The Palio di Siena is a horse race like no other on earth. The mad, sometimes brutal dash around the Tuscan city's Piazza del Campo has been contested since medieval times.
The biannual event, which takes place on July 2 and August 16, sees Siena's neighboring districts battle it out for supremacy and bragging rights. The race lasts barely 90 seconds with 10 jockeys riding bareback three times around the piazza in front of a baying crowd. Unlike traditional racing, horses that unseat their riders can still win.
As Siena gears up for this year's second race on Sunday, British photographer Greg Funnell explains what it's like to be in the thick of the action at this extraordinary spectacle.

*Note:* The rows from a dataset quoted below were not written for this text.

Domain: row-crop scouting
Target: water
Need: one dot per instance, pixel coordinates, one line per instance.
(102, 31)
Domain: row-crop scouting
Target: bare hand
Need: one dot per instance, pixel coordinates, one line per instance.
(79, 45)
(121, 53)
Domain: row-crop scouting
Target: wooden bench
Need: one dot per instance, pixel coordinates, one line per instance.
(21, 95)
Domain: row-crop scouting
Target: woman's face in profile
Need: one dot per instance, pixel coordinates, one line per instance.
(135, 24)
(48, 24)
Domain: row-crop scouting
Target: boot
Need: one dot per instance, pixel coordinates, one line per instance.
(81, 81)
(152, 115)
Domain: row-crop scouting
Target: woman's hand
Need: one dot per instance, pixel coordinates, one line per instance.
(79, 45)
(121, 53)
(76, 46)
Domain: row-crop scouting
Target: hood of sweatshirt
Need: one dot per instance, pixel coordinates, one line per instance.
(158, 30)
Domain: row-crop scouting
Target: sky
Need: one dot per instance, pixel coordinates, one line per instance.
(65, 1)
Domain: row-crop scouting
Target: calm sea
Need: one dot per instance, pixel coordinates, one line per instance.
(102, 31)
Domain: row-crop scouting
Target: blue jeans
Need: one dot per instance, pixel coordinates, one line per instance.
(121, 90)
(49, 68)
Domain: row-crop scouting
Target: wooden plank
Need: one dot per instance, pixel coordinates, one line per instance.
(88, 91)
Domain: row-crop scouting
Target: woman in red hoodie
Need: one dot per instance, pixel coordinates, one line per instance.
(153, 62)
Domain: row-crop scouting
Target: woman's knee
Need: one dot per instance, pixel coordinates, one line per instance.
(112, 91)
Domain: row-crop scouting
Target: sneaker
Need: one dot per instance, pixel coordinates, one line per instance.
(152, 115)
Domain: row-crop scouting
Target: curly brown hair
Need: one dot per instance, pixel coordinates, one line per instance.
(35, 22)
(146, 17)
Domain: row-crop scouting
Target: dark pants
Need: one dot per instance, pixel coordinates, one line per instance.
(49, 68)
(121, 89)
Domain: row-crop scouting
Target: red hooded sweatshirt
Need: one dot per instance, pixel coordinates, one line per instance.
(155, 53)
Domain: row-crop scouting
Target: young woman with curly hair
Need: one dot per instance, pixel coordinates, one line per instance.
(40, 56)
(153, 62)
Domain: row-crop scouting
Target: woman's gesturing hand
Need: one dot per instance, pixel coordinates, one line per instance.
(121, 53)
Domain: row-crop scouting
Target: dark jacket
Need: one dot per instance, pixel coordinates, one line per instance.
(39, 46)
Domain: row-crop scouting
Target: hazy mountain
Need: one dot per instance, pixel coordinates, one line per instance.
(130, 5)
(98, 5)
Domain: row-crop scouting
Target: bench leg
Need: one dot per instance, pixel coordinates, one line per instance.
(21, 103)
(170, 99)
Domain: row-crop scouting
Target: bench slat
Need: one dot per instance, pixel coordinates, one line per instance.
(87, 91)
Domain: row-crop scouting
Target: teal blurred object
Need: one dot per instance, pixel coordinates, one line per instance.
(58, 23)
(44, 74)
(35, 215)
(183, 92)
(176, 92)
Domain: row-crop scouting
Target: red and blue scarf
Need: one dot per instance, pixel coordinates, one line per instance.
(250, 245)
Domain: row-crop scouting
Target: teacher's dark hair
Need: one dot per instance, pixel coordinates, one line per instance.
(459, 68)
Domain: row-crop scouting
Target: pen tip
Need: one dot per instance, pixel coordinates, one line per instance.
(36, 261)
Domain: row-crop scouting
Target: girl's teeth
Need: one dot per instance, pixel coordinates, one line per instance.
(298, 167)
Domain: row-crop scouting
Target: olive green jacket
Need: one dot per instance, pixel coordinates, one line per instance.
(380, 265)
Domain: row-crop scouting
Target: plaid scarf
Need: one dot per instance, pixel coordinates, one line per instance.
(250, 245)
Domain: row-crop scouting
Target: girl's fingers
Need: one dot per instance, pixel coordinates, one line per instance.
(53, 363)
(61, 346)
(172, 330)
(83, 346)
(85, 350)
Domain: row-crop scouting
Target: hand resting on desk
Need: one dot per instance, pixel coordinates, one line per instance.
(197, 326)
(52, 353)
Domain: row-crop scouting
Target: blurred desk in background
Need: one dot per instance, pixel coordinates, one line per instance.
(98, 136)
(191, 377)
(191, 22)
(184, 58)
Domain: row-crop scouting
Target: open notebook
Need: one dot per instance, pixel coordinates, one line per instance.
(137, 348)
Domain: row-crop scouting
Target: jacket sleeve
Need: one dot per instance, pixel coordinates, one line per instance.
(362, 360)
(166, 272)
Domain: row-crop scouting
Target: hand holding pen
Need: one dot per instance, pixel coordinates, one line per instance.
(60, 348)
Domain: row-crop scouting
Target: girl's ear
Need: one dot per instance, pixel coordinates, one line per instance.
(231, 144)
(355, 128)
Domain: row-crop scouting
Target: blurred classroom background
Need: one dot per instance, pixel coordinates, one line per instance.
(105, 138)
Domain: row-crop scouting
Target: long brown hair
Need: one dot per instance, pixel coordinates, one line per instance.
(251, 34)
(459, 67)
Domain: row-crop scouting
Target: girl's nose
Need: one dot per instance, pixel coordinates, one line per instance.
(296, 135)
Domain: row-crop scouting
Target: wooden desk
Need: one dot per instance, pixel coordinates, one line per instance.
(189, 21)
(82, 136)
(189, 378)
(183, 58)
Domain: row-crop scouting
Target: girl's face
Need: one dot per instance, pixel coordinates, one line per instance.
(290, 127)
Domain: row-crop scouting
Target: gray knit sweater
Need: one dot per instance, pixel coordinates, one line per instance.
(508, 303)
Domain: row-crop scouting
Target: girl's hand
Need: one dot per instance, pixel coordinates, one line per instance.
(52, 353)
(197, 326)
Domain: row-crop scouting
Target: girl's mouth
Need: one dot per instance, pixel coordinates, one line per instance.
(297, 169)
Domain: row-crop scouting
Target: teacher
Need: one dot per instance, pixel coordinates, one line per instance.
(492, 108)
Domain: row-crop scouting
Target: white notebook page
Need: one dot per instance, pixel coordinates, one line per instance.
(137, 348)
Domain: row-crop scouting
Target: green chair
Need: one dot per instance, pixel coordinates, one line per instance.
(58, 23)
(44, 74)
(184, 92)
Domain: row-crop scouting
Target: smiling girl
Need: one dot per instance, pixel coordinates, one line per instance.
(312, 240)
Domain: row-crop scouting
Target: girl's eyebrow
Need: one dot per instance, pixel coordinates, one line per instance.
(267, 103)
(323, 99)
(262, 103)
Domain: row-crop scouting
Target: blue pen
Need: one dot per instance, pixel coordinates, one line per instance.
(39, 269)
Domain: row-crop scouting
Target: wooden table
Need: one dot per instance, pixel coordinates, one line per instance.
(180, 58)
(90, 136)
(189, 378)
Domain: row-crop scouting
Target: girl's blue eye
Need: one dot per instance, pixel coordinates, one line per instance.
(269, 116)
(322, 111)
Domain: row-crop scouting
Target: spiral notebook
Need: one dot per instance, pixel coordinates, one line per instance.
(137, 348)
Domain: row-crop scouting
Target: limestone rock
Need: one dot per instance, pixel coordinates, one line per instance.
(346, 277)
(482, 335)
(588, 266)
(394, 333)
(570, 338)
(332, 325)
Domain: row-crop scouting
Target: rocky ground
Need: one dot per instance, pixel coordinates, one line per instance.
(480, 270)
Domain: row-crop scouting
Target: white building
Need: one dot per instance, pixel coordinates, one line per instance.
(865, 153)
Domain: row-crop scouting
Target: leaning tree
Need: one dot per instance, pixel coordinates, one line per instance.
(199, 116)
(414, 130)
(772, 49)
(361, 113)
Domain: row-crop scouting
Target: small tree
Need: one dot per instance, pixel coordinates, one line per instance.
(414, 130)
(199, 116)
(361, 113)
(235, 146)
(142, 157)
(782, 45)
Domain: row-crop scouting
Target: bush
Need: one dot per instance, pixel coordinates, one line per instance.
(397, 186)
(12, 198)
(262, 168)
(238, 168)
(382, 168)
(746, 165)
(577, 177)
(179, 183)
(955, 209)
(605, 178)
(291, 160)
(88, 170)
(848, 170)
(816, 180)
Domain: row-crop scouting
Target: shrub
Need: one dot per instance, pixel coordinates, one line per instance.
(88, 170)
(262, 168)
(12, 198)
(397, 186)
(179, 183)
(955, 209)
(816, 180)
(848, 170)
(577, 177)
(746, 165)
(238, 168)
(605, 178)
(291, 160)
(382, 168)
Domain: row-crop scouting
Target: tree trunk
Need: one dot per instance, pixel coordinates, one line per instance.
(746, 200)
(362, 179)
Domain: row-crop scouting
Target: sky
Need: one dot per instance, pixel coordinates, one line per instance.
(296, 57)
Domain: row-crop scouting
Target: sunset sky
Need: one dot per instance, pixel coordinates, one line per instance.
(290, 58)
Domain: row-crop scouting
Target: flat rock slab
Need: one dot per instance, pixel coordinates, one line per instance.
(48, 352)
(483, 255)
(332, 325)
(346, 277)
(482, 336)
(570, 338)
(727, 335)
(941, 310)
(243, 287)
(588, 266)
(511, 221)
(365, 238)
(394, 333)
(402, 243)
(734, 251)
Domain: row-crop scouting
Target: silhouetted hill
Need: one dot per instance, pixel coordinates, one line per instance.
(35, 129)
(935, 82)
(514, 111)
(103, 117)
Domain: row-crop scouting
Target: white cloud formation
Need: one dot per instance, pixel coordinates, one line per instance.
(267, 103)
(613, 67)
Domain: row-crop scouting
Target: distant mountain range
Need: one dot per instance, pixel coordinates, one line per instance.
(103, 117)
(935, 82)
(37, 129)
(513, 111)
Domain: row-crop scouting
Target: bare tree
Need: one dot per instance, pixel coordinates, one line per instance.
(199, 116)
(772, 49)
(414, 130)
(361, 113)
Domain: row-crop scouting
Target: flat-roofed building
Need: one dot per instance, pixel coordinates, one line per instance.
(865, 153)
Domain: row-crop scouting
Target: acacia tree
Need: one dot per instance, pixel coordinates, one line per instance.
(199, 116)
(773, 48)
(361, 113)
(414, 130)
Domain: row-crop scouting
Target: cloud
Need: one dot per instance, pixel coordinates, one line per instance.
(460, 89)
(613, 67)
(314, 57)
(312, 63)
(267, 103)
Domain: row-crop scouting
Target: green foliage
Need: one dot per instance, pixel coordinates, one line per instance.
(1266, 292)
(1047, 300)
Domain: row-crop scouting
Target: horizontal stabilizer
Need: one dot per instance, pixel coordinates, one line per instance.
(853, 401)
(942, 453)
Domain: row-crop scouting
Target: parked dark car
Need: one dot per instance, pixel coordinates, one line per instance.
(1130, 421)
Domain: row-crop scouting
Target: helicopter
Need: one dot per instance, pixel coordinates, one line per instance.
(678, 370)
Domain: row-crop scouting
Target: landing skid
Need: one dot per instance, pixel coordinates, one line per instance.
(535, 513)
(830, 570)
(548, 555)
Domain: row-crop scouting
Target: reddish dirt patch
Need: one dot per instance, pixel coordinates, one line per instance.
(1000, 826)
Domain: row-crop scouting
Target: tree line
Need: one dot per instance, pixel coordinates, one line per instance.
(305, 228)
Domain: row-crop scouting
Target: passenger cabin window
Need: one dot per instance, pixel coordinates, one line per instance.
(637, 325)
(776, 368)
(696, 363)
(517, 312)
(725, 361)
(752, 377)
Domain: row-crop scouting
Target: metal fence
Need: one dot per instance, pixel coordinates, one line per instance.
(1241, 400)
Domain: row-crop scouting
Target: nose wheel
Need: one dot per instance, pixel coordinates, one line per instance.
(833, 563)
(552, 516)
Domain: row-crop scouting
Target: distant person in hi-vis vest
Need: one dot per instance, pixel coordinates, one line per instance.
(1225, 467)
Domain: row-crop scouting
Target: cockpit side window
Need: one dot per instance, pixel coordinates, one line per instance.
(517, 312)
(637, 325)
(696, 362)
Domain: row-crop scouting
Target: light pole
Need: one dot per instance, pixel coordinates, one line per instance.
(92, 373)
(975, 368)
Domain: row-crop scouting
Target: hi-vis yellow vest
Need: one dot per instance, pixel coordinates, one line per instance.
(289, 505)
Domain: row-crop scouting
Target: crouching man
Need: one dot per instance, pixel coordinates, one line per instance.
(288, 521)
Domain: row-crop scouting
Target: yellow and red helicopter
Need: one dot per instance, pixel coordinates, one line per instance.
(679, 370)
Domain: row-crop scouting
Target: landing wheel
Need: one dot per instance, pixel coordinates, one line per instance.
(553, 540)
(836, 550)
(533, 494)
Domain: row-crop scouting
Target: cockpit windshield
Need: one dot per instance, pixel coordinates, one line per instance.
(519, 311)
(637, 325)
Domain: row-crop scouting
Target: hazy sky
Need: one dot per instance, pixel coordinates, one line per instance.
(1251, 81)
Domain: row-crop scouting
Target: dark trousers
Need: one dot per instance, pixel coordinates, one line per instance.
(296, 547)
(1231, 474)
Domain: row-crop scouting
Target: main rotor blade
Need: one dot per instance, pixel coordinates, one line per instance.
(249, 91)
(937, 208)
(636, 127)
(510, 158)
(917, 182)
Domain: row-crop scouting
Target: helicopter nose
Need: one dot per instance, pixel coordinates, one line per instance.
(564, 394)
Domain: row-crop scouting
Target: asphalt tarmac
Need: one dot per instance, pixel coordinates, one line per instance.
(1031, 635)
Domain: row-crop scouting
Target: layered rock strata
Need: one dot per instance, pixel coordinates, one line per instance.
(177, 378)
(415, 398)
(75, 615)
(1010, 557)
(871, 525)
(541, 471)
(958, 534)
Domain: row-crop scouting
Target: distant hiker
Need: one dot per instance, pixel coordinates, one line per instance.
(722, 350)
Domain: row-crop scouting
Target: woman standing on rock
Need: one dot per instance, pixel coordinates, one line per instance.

"Covering any large sporting and cultural event like the Palio is an exciting opportunity," Funnell told CNN.
"The spectacle provides ample opportunities to grab a wide range of images conveying the event and surrounding atmosphere. Races have a defined timeline which means building a narrative is quite straightforward but often involves shooting ahead of the race as well as after."
"The Palio is a hugely colorful event but I've always enjoyed shooting in black and white -- for me the Palio feels quite timeless, and the absence of color helped maintain that feeling," says Funnell, who attended the event in 2014.
"The race itself takes places after hours of parades and build up ... the importance of the race to the cultural identity of the Sienese cannot be taken lightly and is something very difficult for an outsider to fully grasp."
"I find there is much to be gained from turning your camera on the spectators and the crowd, often the energy and suspense is reflected in their faces -- the tension becomes palpable," the London-based photographer said.
"Moments before the race the 60,000-strong crowd is almost deadly silent. When the canon fires and the rope drops there is intense excitement but also relief -- it feels like a huge collective release."
"A few of my shots towards the end of the race were blurry because I was shooting and moving at the same time. I debated pulling the image from the story but I think it goes a little way to describing the sense of heightened drama."
"Getting shots after the race was chaos -- all around people are running and screaming, embracing, cheering, crying; and it takes a lot of mental energy just to stay focused and work on getting shots as there is so much to take in -- it's total pandemonium."